UK to be hit by SNOW this week amid Scandinavian chill

Brits to be hit by SNOW this week as Scandinavian chill brings Arctic winds… but is it too early to be dreaming of a white Christmas?

  • Warning of ‘significant snowfall’ as area of low pressure moves in on Thursday
  • Temperatures could fall to -8C (18F) in rural areas later this week, say forecasters

Parts of Britain will hit by the first snow of autumn this week as a cold weather system from Scandinavia sweeps in and temperatures plunge to as low as -8C.

Arctic winds have brought widespread frosts in recent days and the North will see wintry showers from Wednesday before an area of low pressure arrives on Thursday.

This system could meet colder air and create rain over southern England and Wales which the Met Office said could turn to ‘significant snowfall’ over higher ground.

There will also be a risk of further wintry showers in the northern half of the UK with the potential for hill snow, with temperatures falling to -8C (18F) in rural areas.

The Met Office has not yet released its forecast for the Christmas period, saying that conditions for the two weeks up to December 25 are ‘most likely to be changeable’.

A group of women ride horses through a frost-covered Richmond Park in London on Saturday

The Met Office has warned of possible ‘significant snowfall’ in parts of Britain this week

Wetter and windier than average conditions are said to be ‘slightly more likely than normal’ and temperatures are ‘most likely to be near or above average overall’, but this ‘doesn’t rule out some spells of cold weather and associated wintry hazards’.

UK Christmas forecast 

The Met Office has not yet released its forecast for the Christmas period – but has issued some guidance for the period of December 11 to 25. This says:

‘Conditions are most likely to be changeable through this period. Wetter and windier than average conditions are slightly more likely than normal, especially in the West and North West. Temperatures are most likely to be near or above average overall, although this doesn’t rule out some spells of cold weather and associated wintry hazards.’

Forecasters said a brief return to slightly milder conditions today will make way for a widespread chilly spell midway through this week, with a chance of sleet and snow falling in some areas.

Greg Dewhurst, meteorologist at the Met Office, said: ‘Overall, (it is) generally a cold week to come – less cold tonight into tomorrow morning, for a time a short, less cold spell, before frost and fog are the main features initially.

‘Then (there is) potential for some rain and some hill snow as we move through the latter part of Wednesday into Thursday.’

Mr Dewhurst said the vast majority of the UK was frost-free last night, due to the cloud and rain around, with temperatures generally between 3C and 6C.

Scotland could see temperatures dip as low as -3C, with showers possibly turning into sleet and snow over higher ground.

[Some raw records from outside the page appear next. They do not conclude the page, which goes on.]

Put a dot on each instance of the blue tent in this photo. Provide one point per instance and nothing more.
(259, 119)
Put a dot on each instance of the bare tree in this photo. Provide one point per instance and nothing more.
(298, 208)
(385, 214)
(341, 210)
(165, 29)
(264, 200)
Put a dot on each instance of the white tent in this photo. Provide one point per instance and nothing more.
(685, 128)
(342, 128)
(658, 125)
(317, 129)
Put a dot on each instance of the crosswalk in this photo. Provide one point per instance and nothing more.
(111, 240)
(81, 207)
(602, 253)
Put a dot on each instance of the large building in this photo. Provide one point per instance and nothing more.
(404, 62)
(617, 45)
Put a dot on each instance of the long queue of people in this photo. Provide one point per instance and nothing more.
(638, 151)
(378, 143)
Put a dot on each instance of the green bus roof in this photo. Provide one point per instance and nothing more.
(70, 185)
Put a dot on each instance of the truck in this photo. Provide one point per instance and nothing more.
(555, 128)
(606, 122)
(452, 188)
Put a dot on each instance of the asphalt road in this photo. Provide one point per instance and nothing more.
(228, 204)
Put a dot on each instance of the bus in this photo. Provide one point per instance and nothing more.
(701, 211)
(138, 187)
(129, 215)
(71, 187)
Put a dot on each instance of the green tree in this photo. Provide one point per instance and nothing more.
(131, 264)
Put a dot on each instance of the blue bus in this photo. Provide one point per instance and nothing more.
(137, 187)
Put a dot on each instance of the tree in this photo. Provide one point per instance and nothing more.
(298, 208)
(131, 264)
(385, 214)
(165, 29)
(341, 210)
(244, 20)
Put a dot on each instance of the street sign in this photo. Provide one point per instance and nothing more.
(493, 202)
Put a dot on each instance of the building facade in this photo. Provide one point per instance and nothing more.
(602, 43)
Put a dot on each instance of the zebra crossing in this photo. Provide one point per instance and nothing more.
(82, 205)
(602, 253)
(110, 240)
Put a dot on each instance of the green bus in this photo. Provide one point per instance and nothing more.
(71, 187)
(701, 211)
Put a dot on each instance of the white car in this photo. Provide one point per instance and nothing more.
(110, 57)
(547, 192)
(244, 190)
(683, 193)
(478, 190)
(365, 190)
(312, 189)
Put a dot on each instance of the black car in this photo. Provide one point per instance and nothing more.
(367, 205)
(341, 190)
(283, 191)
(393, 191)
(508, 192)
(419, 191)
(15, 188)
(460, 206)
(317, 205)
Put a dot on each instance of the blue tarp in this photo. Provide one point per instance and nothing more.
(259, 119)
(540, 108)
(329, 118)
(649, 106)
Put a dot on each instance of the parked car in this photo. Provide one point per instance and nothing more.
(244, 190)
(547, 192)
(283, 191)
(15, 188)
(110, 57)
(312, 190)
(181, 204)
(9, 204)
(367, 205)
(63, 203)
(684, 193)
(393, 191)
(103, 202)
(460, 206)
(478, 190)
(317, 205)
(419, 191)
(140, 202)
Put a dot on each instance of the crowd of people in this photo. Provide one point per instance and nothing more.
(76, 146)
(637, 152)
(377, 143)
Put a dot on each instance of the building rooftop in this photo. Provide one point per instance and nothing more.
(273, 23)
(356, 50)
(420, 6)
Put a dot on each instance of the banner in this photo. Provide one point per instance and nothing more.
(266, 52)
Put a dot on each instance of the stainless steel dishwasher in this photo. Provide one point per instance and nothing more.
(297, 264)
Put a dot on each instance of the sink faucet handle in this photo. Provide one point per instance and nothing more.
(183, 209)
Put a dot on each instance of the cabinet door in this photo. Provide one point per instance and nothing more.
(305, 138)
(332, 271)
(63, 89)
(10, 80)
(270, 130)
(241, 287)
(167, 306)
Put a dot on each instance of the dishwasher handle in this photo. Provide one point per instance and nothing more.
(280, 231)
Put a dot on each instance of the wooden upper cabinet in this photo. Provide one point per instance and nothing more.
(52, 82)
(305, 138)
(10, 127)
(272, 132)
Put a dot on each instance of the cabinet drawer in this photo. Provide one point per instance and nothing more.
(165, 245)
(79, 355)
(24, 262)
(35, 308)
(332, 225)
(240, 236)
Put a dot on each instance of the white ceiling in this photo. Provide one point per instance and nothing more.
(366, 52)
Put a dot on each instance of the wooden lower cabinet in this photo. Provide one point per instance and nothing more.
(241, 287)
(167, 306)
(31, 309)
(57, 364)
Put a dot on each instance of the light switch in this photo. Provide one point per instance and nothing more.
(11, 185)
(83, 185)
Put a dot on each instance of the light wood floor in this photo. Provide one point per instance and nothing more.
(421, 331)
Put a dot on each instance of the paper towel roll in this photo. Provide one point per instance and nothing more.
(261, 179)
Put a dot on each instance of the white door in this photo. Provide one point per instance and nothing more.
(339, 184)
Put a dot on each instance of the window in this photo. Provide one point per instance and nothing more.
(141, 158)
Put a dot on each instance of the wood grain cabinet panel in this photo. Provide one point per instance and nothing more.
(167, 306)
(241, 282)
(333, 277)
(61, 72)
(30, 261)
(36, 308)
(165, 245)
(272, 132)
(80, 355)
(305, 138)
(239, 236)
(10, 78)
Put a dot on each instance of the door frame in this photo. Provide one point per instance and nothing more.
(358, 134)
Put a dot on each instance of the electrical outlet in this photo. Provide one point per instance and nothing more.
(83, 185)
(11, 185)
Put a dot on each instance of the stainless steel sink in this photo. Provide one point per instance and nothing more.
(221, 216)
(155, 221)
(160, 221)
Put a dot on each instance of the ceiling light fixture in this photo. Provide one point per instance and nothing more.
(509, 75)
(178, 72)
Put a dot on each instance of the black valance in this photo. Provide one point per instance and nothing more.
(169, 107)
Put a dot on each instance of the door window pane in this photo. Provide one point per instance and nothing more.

England, Wales and Northern Ireland will be quite cloudy with outbreaks of rain this morning, before an area of low pressure pulls south eastwards towards the continent to create brighter spells.

Figures will peak in double figures in southern England and Wales today but will begin to slide heading into tomorrow, which will be largely dry with some early fog and sunny spells.

It will be a widely frosty evening tomorrow night, with temperatures generally around -2C to -5C and possibly as low as -8C in the far north of England and rural Scotland.

Met Office deputy chief meteorologist Dan Harris said: ‘Some rain, or showers, are likely to affect some parts of the east coast, and these could turn increasingly wintry over higher ground areas towards the middle of the week.

‘Thereafter, confidence in the detailed forecast falls, which is typical when looking this far ahead. It does look as though there will be a trend towards something more unsettled, as areas of cloud and rain attempt to move across the UK.

‘At present, the most likely outcome beyond midweek is that rain from the west slowly moves east, with snow possible over higher ground, and a continued risk of showers over eastern parts.

‘However, there is a chance that a more active weather system arrives from the South West, which would bring more widespread rain, stronger winds, and the potential for more significant snowfall should the air over the UK become sufficiently cold ahead of it. Either way, a continuation of colder than average conditions seems most likely.’

It comes after northern and eastern parts of the UK experienced sub-zero temperatures on both Friday and Saturday evening.

The coldest recorded temperature so far this autumn was -7.7C (18.1F) in Shap, Cumbria, in the early hours of Saturday morning.